The pipeline command is more powerful and supports processing directories, applying chefs/refiners, and exporting data. Syntax:
chonkie pipeline [TEXT_OR_PATH] [OPTIONS]
Core Options:
  • --d: Directory to process (mutually exclusive with text/file argument).
  • --ext: File extensions to include when processing a directory (e.g., .md, .txt).

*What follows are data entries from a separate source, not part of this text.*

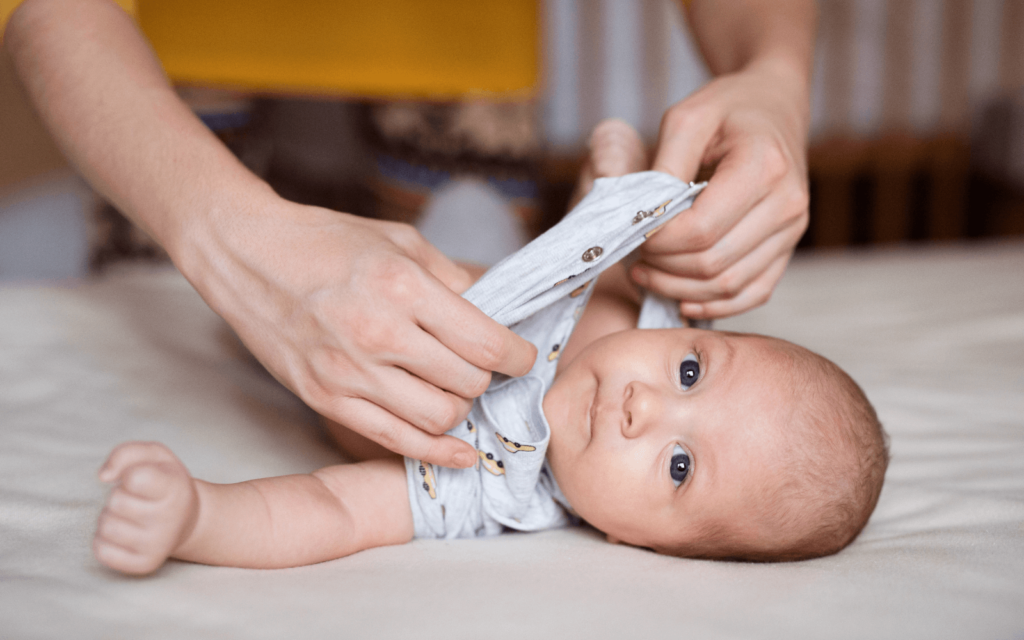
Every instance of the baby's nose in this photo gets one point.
(641, 409)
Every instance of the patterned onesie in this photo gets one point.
(540, 292)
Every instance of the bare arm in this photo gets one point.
(358, 317)
(157, 510)
(295, 520)
(728, 252)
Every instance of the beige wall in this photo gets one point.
(27, 152)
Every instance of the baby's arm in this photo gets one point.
(157, 510)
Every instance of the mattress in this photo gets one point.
(934, 334)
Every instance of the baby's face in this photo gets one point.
(656, 433)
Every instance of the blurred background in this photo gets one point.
(470, 119)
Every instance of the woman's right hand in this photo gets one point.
(360, 318)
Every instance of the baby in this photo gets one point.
(690, 442)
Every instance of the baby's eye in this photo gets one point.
(689, 371)
(680, 467)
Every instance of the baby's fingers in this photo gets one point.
(130, 454)
(123, 559)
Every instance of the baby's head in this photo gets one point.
(705, 443)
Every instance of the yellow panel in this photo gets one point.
(424, 48)
(7, 7)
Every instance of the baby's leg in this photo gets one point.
(153, 508)
(353, 445)
(615, 148)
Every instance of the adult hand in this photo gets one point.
(726, 254)
(360, 318)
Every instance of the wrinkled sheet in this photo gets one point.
(935, 336)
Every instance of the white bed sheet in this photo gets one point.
(935, 336)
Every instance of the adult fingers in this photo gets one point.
(756, 294)
(729, 284)
(683, 139)
(430, 258)
(416, 401)
(782, 210)
(743, 177)
(477, 339)
(431, 361)
(397, 435)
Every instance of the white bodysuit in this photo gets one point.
(540, 292)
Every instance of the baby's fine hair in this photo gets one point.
(832, 482)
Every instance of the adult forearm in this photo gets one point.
(735, 34)
(102, 94)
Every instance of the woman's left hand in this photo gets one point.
(726, 254)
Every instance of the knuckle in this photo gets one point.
(702, 235)
(762, 294)
(799, 201)
(728, 285)
(711, 264)
(494, 348)
(774, 164)
(373, 337)
(440, 419)
(477, 383)
(390, 437)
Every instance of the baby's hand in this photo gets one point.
(153, 508)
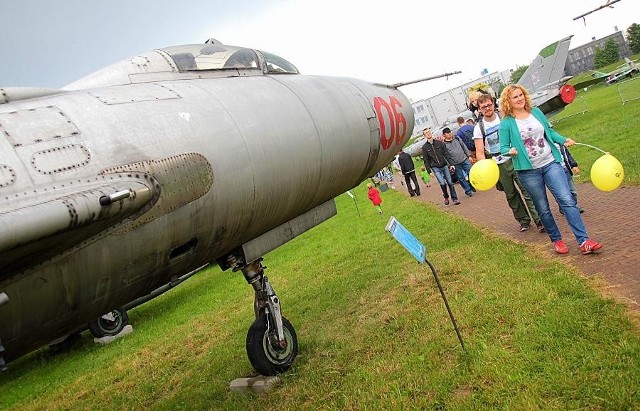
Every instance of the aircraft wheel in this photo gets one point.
(109, 324)
(267, 357)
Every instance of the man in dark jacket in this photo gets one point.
(409, 171)
(433, 154)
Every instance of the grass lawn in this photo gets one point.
(373, 331)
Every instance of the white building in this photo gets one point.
(437, 111)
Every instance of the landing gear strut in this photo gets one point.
(272, 343)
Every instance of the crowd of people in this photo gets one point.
(531, 156)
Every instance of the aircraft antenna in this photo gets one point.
(396, 85)
(607, 4)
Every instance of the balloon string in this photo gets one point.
(589, 145)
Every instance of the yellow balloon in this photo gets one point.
(484, 174)
(607, 173)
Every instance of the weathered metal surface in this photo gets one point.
(215, 162)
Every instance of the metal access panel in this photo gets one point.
(274, 238)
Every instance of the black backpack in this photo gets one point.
(467, 139)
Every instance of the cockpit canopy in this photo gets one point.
(208, 56)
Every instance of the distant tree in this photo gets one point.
(610, 53)
(633, 37)
(517, 73)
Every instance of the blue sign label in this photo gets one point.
(408, 241)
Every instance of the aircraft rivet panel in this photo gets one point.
(60, 159)
(38, 125)
(182, 179)
(134, 94)
(7, 175)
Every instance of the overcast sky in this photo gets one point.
(50, 43)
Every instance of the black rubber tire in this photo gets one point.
(265, 358)
(102, 327)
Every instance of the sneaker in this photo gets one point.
(561, 247)
(590, 246)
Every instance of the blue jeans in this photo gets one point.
(462, 171)
(552, 176)
(444, 179)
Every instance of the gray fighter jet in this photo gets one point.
(128, 181)
(546, 81)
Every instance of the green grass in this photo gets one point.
(373, 331)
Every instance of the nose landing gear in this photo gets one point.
(272, 343)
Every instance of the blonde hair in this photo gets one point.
(505, 101)
(473, 96)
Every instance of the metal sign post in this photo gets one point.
(418, 250)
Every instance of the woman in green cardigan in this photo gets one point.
(527, 136)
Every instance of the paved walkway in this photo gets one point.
(611, 218)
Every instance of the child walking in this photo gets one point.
(424, 174)
(374, 196)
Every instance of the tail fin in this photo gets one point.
(548, 66)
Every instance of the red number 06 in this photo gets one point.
(395, 120)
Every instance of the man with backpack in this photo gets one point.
(465, 133)
(487, 144)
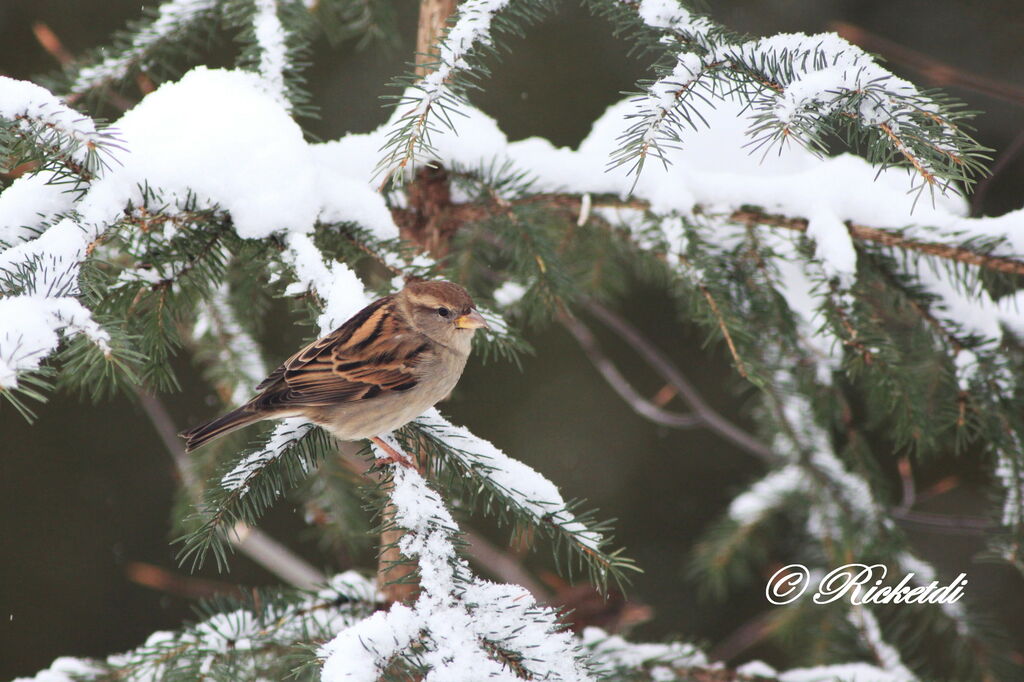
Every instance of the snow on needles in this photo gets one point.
(458, 621)
(531, 492)
(28, 103)
(216, 137)
(273, 50)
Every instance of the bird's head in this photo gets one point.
(443, 311)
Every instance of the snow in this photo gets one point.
(614, 651)
(865, 623)
(854, 672)
(455, 615)
(29, 204)
(766, 495)
(172, 17)
(472, 27)
(29, 332)
(671, 15)
(756, 669)
(273, 51)
(194, 135)
(337, 285)
(237, 349)
(827, 69)
(65, 669)
(833, 245)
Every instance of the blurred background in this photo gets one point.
(85, 492)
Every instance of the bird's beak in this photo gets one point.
(472, 320)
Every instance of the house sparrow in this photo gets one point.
(383, 368)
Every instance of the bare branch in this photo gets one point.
(660, 364)
(620, 384)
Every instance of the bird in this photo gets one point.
(387, 365)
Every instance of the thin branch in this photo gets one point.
(890, 239)
(501, 564)
(620, 384)
(660, 364)
(255, 544)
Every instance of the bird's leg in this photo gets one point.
(393, 456)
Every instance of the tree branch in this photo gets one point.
(660, 364)
(620, 384)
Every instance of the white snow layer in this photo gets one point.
(28, 102)
(29, 327)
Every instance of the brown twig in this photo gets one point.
(725, 331)
(433, 17)
(889, 239)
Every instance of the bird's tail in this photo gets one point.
(202, 434)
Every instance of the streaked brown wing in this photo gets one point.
(346, 365)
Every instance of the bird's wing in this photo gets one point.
(361, 358)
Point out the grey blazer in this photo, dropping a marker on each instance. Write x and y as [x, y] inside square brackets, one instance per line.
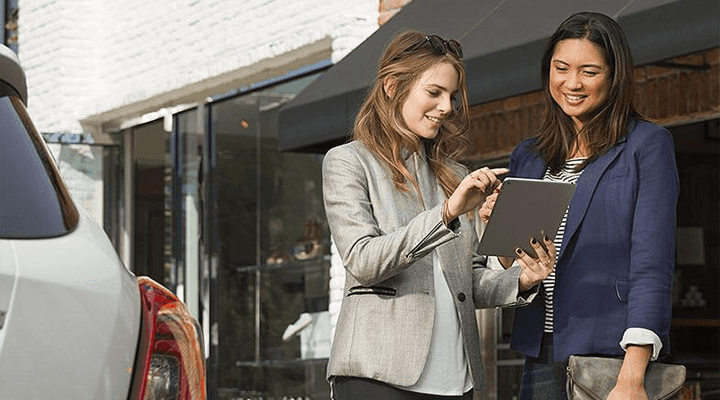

Can be used multiple times.
  • --chunker: Chunking method (default: semantic).
  • --chef: Preprocessor to use (e.g., text, markdown).
  • --refiner: Optional refinement strategy (e.g., overlap).
  • --handshaker: Optional destination storage.
Examples:

1. Process a Directory

Process all markdown and text files in the docs directory:
chonkie pipeline --d docs --ext .md --ext .txt --chunker recursive

2. Process a Single File

Run a pipeline on a single file:
chonkie pipeline README.md --chunker token --chef text

3. Full RAG Pipeline

Run a full RAG pipeline: fetch from directory -> process markdown -> chunk recursively -> export to ChromaDB.
chonkie pipeline \
  --d ./knowledge_base \
  --ext .md \
  --chef markdown \
  --chunker recursive \
  --handshaker chroma

Tips

  • Use --help on any command to see full options: chonkie pipeline --help.
  • Directory processing recursively walks subdirectories.
  • Output is printed to stdout by default unless a handshaker is specified.